The strategy may seem borderline at a time when some traders are rushing to short HYG and JNK, boosting the cost of doing so in the process, and while interest rates remain low, bolstering U.S. Treasuries along the way. [Pricey to Short Junk Bond ETFs]

Still, there is some allure for ETFs such as the ProShares High Yield-Interest Rate Hedged ETF (BATS: HYHG), Market Vectors Treasury-Hedged High Yield Bond ETF (NYSEArca: THHY) and the newest member of high-yield hedged group, the iShares Interest Rate Hedged High Yield Bond ETF (NYSEArca: HYGH). HYGH debuted in late May and has nearly $25 million in assets under management.

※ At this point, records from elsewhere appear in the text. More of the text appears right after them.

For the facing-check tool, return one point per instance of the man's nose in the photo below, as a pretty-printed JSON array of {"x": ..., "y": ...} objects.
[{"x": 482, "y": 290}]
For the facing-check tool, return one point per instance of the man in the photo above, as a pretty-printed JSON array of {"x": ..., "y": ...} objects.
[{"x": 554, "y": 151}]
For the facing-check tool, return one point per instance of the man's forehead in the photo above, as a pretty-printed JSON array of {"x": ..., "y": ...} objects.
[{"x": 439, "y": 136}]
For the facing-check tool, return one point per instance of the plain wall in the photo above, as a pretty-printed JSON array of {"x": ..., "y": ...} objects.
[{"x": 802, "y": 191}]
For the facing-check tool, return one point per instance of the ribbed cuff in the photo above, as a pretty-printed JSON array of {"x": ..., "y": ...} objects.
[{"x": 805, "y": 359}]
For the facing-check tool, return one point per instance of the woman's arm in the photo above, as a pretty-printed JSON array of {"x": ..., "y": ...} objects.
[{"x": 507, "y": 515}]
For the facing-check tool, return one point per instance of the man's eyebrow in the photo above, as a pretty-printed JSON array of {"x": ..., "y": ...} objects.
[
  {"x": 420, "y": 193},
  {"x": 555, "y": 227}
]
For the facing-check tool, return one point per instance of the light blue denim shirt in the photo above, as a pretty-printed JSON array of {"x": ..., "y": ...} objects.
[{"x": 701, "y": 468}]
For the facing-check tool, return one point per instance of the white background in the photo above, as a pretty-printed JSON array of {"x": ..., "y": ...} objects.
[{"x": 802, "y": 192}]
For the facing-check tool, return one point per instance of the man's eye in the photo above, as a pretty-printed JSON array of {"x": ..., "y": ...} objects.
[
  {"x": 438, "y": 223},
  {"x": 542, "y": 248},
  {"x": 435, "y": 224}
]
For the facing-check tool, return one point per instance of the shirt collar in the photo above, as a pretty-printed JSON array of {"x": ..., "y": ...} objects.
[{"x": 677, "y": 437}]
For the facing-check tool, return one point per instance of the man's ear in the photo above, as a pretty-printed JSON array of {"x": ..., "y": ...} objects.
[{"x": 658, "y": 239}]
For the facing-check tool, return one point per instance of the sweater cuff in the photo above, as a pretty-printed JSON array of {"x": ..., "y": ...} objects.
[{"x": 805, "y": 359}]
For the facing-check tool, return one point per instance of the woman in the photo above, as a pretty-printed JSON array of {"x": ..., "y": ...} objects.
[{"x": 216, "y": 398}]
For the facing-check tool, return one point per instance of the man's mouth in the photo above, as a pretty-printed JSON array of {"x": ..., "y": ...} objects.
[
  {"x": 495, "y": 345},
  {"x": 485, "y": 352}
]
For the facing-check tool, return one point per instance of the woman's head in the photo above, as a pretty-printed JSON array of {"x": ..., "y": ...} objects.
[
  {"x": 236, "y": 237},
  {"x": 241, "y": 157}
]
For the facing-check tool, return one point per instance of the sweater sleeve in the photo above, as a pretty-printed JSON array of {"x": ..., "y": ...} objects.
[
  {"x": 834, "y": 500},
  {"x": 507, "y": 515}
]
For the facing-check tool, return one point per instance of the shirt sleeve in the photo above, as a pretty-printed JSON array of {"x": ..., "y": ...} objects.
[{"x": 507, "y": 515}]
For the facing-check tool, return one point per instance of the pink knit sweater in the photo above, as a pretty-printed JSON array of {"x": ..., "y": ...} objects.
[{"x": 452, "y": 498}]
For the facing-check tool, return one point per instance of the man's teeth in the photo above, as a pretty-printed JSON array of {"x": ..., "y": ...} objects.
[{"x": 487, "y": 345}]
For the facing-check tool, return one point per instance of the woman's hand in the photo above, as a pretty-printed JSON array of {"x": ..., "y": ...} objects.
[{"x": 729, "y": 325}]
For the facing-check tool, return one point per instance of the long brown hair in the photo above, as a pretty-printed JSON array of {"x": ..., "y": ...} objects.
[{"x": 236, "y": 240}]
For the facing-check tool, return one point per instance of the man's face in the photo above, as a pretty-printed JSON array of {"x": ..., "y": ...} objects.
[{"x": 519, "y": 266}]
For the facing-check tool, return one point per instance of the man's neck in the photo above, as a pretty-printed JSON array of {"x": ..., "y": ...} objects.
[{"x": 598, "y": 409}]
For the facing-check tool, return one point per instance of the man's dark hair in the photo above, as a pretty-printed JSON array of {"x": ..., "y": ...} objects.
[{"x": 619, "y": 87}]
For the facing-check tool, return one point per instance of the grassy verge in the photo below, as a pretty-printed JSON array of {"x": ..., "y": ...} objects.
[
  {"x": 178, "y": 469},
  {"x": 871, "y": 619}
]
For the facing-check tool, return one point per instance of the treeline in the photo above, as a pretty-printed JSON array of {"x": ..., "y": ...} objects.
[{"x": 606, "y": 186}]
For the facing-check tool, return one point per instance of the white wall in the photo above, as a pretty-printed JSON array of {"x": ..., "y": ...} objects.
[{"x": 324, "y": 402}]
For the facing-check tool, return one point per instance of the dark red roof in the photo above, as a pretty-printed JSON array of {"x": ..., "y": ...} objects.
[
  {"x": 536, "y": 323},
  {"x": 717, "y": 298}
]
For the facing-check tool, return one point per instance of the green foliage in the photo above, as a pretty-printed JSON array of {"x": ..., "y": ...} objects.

HYHG tries to reflect the performance of the Citi High Yield (Treasury Rate-Hedged) Index, which tracks a basket of high-yield bonds with a built-in hedge against rising interest rates. The fund tracks bond securities issued from the U.S. or Canada with at least one year remaining to maturity. Like its rivals, its interest rate defense mechansim is a low or negative duration. In this case, a 30-day SEC yield of 5.64% is accompanied by an effective duration of just 0.32% and a negative modified duration to worst.

“As high yield spreads have widened, they have become more attractive to other fixed income investments. The ratio of high yield to investment grade credit spreads, for example, is now more than 4:1, a level we haven’t seen since October 2012 when the unemployment rate was 7.9%,” said iShares Head of Fixed Income Strategy Matt Tucker in a note out earlier this month.